Bu çalkantılı pandemi ve artan ekonomik-jeopolitik rekabet döneminde Amerika'nın, dostlarına her zamankinden daha çok ihtiyacı var ve dostlarının da Amerika'ya. Biden yönetiminde ABD'nin küresel liderliğinin restorasyonu olmadan, Çin dünyadaki baskın güç olma yolunda ilerleyecektir. Bu muhtemel gidişat Avrupa, Hint-Pasifik ve diğer yerlerdeki ABD ortakları ve müttefikleri için iç açıcı değil.

Dünya Çin hegemonyasının neye benzeyebileceğini, Xi’nin rejimi bu ay Avustralya’ya ikili ilişkilerde yaptığı "hataları düzeltmesini" talep eden 14 maddelik bir emir metni [diktat] yayınladığında görmüş oldu. Avustralya'nın SARS-CoV-2'nin ortaya çıkışına ilişkin uluslararası bir soruşturma yapılması çağrısı, iki Çinli şirketin (ZTE ve Huawei) 5G ağından çıkarılması ve Avustralya medyasında Çin hakkında olumsuz haberlerin ardından Çin utanmaz bir şekilde Avustralya'ya yeni gümrük vergileri getirdi.

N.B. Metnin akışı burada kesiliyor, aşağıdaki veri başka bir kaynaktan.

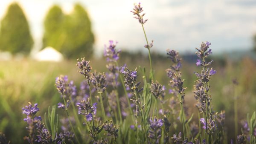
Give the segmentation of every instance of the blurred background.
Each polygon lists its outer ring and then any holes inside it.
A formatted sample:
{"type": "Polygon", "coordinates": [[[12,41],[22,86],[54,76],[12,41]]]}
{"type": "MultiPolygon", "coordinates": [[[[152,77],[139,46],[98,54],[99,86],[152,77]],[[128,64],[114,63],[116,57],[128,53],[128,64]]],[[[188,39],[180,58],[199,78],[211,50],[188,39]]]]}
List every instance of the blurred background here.
{"type": "MultiPolygon", "coordinates": [[[[148,38],[154,40],[156,79],[168,85],[165,70],[171,63],[166,50],[179,52],[188,87],[186,105],[192,109],[194,72],[199,70],[195,48],[202,41],[211,42],[212,66],[217,71],[210,82],[213,109],[226,110],[228,137],[233,138],[235,92],[240,120],[256,109],[256,1],[140,2],[148,19],[145,25],[148,38]]],[[[0,132],[12,143],[25,142],[21,108],[29,101],[38,103],[44,115],[49,105],[61,101],[54,86],[61,75],[68,75],[79,87],[83,78],[76,72],[78,58],[90,60],[93,70],[105,71],[103,51],[110,40],[118,41],[117,49],[122,52],[119,63],[148,71],[143,31],[130,12],[138,2],[0,0],[0,132]]]]}

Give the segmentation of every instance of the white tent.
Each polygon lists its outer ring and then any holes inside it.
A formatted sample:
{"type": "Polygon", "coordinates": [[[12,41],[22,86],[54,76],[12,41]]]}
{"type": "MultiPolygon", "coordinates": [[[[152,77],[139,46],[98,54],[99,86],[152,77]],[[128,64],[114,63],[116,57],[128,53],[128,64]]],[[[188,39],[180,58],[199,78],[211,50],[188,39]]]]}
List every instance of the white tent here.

Çin'in bu davranışına özellikle Avrupalılar dikkat etmelidir. Amerika’nın müttefikleri yakında Trump'tan ve onun milliyetçi dış politikasından kurtulacak. Ancak "Önce Amerika" sloganı "Önce Çin" ile değiştirilirse çok az şey kazanılmış olacaktır. Avrupalılar ve diğer ülkeler, bitmek bilmeyen haraçlar ve el pençe divan durma riskiyle karşı karşıya kalmaya devam edecekler. Avrupalılar uyanmalı. 21. yüzyılda “iyiliksever” egemen ülkeyi ve özgürlük vaadini desteklemek için son şans.